Aku menjawab sambil melangkah pergi meninggalkan mama.
Hmmm.... Hati yang rumit dan sulit untuk memahami kehidupan, semuanya tetap kuserahkan padaNya.
***
Pagi yang cerah
Kulangkahkan kakiku menuju sebuah madrasah tempatku mengajar.

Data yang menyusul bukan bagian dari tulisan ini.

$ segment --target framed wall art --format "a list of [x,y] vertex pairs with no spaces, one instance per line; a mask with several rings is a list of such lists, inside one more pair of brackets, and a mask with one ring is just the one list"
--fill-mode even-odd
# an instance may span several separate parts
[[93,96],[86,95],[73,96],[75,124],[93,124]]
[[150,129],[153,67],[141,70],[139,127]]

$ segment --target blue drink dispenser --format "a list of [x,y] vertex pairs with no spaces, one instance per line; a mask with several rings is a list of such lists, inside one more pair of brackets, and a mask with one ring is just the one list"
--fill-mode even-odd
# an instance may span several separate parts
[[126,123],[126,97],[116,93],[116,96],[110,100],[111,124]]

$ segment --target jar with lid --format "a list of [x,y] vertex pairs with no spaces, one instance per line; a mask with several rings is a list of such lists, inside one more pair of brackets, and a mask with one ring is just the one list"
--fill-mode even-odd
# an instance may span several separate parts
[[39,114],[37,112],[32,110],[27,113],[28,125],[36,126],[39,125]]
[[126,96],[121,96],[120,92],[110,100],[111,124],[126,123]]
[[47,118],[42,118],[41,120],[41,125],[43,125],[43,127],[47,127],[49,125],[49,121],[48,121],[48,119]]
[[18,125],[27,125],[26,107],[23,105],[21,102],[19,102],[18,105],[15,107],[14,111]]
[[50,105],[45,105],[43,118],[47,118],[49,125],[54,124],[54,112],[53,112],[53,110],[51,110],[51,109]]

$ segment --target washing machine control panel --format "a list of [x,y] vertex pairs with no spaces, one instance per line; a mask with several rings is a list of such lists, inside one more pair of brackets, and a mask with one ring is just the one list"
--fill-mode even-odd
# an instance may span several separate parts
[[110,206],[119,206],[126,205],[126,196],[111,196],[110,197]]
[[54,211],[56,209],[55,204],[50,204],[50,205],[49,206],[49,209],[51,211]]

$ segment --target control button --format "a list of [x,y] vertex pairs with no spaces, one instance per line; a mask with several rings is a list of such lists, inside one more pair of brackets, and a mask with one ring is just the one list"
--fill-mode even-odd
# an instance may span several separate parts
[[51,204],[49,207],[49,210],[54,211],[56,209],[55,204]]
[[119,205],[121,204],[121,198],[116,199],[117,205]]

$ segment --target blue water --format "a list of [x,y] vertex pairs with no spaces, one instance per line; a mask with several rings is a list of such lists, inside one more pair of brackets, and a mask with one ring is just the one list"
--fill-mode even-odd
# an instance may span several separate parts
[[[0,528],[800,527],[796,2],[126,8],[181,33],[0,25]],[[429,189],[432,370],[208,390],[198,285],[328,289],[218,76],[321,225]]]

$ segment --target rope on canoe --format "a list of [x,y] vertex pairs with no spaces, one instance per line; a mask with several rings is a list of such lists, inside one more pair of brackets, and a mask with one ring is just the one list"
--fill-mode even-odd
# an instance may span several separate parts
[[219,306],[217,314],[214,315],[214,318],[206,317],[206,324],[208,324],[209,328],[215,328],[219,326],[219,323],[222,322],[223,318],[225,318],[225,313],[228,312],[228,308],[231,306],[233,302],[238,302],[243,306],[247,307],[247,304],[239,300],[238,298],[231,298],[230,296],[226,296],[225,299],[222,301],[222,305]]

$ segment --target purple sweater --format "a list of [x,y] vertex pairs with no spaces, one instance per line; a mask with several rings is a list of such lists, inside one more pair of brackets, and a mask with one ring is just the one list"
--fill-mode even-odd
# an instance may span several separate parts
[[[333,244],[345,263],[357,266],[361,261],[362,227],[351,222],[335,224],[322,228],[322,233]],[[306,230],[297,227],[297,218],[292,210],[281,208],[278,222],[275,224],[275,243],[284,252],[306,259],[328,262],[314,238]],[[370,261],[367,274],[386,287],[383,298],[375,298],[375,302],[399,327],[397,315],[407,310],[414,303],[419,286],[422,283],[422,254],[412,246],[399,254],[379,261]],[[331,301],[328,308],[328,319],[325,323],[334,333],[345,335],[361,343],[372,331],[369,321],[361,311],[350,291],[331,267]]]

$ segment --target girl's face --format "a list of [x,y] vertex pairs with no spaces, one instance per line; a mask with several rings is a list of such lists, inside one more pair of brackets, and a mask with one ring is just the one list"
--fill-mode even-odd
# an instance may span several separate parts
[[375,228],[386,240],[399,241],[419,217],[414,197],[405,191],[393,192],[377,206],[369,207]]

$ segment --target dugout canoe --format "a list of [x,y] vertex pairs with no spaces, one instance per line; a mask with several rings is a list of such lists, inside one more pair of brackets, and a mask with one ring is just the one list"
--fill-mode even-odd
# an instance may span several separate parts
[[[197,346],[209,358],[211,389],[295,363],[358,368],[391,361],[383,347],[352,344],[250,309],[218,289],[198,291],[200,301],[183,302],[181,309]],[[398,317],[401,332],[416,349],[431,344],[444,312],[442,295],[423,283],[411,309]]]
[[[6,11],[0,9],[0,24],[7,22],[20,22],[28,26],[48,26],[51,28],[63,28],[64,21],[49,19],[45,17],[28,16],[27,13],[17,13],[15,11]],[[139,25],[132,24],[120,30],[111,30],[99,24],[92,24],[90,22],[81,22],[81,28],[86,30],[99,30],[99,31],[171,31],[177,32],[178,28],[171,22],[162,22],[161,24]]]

"Assalamu'alaikum ustadzah... "
"Wa'alaikumussalam... "
Sebuah sapaan yang menyejukkan hati setiap memasuki gerbang madrasah. Siswa dan siswipun berebutan saling dorong untuk bersalaman. Itulah indahnya sebuah sekolah keagamaan, mereka lebih mengenal akhlaq dan adab.
Hari ini kulalui dengan menyenangkan, semua yang membuatku resah kutepiskan. Rindu yang bergejolakpun sejenak kujauhkan.
"Ja... "
"Ya, ce... "
Panggilan sayangku pada salah seorang ustadzah. Namanya Husni, tapi aku biasanya panggil dia Ce.
"Pulang sekolah main ke rumah ya"
"Kenapa? "
"Ada yang ingin aku ceritakan"
"Segitu panjangnya ya ceritamu, emangnya gak bisa diceritakan dsini? "
"Gak bisa, nanti aja ya di rumah"
"Ok"
Aku meninggalkan Ce yang senyum-senyum sendiri melihatku. Entah apa yang dia pikirkan saat ini tentangku.
***
Jam sudah menunjukkan pukul 02.00 siang.
Aku melirik setiap sudut ruangan rumahku, siapa tahu ada mama di Pojokan hehehe...
Sayangnya gak kutemukan.
"Maaa... "
"Ya, Ja... "
"Senja pamit dulu yaaa...mau ke rumah Ce"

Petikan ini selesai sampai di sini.